2013-Oct-27 00:02 UTC

head link

[LLVMdev] Add support for ldr pseudo instruction in ARM integrated assembler

On Oct 25, 2013, at 5:22 PM, Sean Silva <chisophugis at gmail.com>
wrote:> I’m not sure macros are a good analogy, but there are other
pseudo-instructions that we’re not always able to reconstruct in disassembled
code back to how the user wrote them. Or if we do, it’s purely via heuristic
methods. I don’t see this as a big issue.
I agree.  These pseudo instructions seem like pure syntactic sugar that should
never be produced by the disassembler.  That doesn't make them bad, in fact
it makes them simpler to implement and reason about.
> 
> Do the ARM usages include allowing a single pseudo-instruction to expand to
multiple real instructions? For example, a movw/movt pair? If so, I’m *very*
opposed to that part.
Why?  For people writing assembly manually, having pseudo instructions to
encapsulate common patterns is very useful.
> A single assembler instruction, pseudo or otherwise, should represent a
single instruction in the final output. Even with a single instruction, I’m
still leery, as it makes the source unclear whether a constant load is a plain
‘move’ instruction or a memory reference. That makes it very difficult to read
the assembly and do any sort of thinking about performance considerations.
No one is compelled to use these if they don't want to.
> x86 has this issue to an extent that goes far beyond what you describe
here, and FWIW I've never seen a situation where it has been a problem.
Usually when doing instruction-level/uarch-level optimization I find myself
disassembling raw bytes in memory or in linked executables (or showing
relocations in object files). The point of source code (even assembler) is to
abstract over what is happening in the machine; when you specifically want to
know what is happening in the machine you should use a tool designed to show you
that, i.e. a disassembler (that shows raw bytes too).
> 
> Also, I think the fact that there are high-profile users (well, I guess
they are potential users since this is currently broken) that use this feature
overrides any "elegance"/"simplicity" concern about an
instruction expanding differently, for the purposes of "is it acceptable to
support this feature in LLVM if someone will do the work to implement and
maintain it?".
Given that this pseudo instruction is widely implemented and empirically used by
important code bases like the Linux kernel, it seems like a no-brainer to
support it IMO.

-Chris

-------------- next part --------------
An HTML attachment was scrubbed...
URL:
<http://lists.llvm.org/pipermail/llvm-dev/attachments/20131026/492d8e80/attachment.html>

JF Bastien

2013-Oct-27 00:45 UTC

head link

[LLVMdev] Add support for ldr pseudo instruction in ARM integrated assembler

>> Do the ARM usages include allowing a single pseudo-instruction to
expand
>> to multiple real instructions?

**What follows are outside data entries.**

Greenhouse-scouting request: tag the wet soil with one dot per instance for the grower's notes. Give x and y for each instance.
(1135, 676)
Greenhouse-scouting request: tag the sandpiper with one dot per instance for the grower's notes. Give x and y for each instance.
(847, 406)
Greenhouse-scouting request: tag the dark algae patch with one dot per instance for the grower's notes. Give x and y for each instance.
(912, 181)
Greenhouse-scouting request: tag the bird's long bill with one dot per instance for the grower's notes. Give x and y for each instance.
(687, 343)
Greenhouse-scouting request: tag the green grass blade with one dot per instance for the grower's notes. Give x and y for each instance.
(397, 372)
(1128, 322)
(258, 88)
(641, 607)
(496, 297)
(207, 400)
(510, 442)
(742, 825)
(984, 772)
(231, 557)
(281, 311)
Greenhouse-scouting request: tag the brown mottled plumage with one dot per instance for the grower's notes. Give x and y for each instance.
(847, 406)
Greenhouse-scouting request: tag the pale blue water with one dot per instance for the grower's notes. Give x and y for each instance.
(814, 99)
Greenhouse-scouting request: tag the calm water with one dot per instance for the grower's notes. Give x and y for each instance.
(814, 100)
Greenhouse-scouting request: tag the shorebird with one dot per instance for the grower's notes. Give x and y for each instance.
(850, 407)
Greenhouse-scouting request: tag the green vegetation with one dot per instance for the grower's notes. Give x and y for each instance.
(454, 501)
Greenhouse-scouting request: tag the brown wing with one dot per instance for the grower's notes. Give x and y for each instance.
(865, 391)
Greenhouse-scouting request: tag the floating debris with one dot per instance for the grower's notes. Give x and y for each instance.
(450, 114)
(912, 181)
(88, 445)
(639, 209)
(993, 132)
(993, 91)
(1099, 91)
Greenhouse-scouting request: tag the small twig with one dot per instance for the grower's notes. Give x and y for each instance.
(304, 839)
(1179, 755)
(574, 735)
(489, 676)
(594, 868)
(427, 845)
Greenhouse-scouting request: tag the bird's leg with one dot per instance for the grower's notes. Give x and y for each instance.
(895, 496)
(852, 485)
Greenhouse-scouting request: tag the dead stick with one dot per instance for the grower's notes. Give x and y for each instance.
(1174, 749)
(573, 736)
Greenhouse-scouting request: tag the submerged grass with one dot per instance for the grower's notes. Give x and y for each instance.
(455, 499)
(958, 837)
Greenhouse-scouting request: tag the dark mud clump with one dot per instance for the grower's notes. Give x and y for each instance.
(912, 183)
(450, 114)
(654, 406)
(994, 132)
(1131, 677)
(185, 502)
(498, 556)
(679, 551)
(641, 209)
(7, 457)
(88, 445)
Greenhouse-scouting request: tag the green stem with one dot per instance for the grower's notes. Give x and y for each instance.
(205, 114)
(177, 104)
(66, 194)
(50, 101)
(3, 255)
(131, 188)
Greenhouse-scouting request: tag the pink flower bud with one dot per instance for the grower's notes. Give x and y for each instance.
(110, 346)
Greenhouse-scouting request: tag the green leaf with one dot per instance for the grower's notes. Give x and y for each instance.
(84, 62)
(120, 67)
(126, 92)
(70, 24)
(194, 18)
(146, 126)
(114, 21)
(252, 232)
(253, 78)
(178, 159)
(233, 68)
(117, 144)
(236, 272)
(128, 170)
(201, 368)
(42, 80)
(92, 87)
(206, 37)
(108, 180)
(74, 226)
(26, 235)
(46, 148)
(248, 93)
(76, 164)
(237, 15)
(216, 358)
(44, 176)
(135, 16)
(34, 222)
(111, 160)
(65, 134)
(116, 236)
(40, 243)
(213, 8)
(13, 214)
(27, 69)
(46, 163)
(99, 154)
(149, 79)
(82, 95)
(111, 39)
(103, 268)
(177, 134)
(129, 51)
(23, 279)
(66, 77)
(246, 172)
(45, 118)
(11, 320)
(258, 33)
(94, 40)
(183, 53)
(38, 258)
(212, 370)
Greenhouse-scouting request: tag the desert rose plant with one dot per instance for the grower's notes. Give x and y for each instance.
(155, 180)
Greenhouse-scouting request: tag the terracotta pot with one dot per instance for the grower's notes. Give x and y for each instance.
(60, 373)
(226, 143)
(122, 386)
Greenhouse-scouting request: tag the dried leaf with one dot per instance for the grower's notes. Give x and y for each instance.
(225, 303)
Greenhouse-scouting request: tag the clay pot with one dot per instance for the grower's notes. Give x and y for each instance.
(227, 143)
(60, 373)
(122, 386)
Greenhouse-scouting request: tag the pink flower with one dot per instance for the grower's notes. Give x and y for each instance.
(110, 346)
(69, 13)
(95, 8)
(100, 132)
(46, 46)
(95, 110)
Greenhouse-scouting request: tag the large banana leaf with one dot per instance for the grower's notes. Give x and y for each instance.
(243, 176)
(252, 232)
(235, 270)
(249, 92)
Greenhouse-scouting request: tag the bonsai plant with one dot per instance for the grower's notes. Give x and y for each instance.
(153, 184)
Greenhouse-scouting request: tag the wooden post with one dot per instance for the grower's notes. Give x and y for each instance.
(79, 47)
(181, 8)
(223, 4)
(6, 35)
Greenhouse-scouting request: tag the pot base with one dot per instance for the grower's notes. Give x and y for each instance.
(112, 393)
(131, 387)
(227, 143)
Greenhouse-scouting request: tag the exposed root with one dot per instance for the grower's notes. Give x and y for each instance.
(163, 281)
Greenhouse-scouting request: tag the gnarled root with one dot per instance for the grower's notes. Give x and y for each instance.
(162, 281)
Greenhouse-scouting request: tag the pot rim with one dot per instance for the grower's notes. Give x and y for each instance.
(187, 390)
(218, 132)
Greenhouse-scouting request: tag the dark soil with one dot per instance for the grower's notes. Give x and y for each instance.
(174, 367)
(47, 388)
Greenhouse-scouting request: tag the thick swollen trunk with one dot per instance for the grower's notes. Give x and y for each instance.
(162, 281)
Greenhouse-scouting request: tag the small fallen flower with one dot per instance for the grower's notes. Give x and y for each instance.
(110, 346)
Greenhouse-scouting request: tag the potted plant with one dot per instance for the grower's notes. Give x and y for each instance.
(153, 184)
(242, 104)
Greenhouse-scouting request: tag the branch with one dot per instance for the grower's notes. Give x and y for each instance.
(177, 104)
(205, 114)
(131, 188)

For example, a movw/movt pair? If so,
I’m
>> *very* opposed to that part.
>
>
> Why?  For people writing assembly manually, having pseudo instructions to
> encapsulate common patterns is very useful.
Would it be acceptable for this pseudo-instruction to expand to
movw/movt for some targets, and ldr for others? AFAIK the former
performs better on some ARM implementations which the OP may have an
interest in.

Renato Golin

2013-Oct-27 05:57 UTC

head link

[LLVMdev] Add support for ldr pseudo instruction in ARM integrated assembler

So, it seems there are enough people on the plus side, I just wanted to
make sure we evaluate all sides before taking a decision to add syntactic
sugar to LLVM assembler.

My main concern is still the same as earlier this year: the integrated
assembler for ARM is still not complete, and the more extensions we add to
the back-end, the harder it'll be to get it into production quality.

That said...

On 27 October 2013 01:02, Chris Lattner <clattner at apple.com> wrote:
> I agree.  These pseudo instructions seem like pure syntactic sugar that
> should never be produced by the disassembler.  That doesn't make them
bad,
> in fact it makes them simpler to implement and reason about.
>

I agree with this line of thought, though it's not necessarily simple to
implement this specific one, because of the constant pools. You have to pay
attention if there aren't many pools next to each other, or where is the
best placement (due to proximity, relocations, alignment), etc. I'm not
sure we've got all that logic already in, so this patch might end up a lot
bigger than just adding a few parser lines.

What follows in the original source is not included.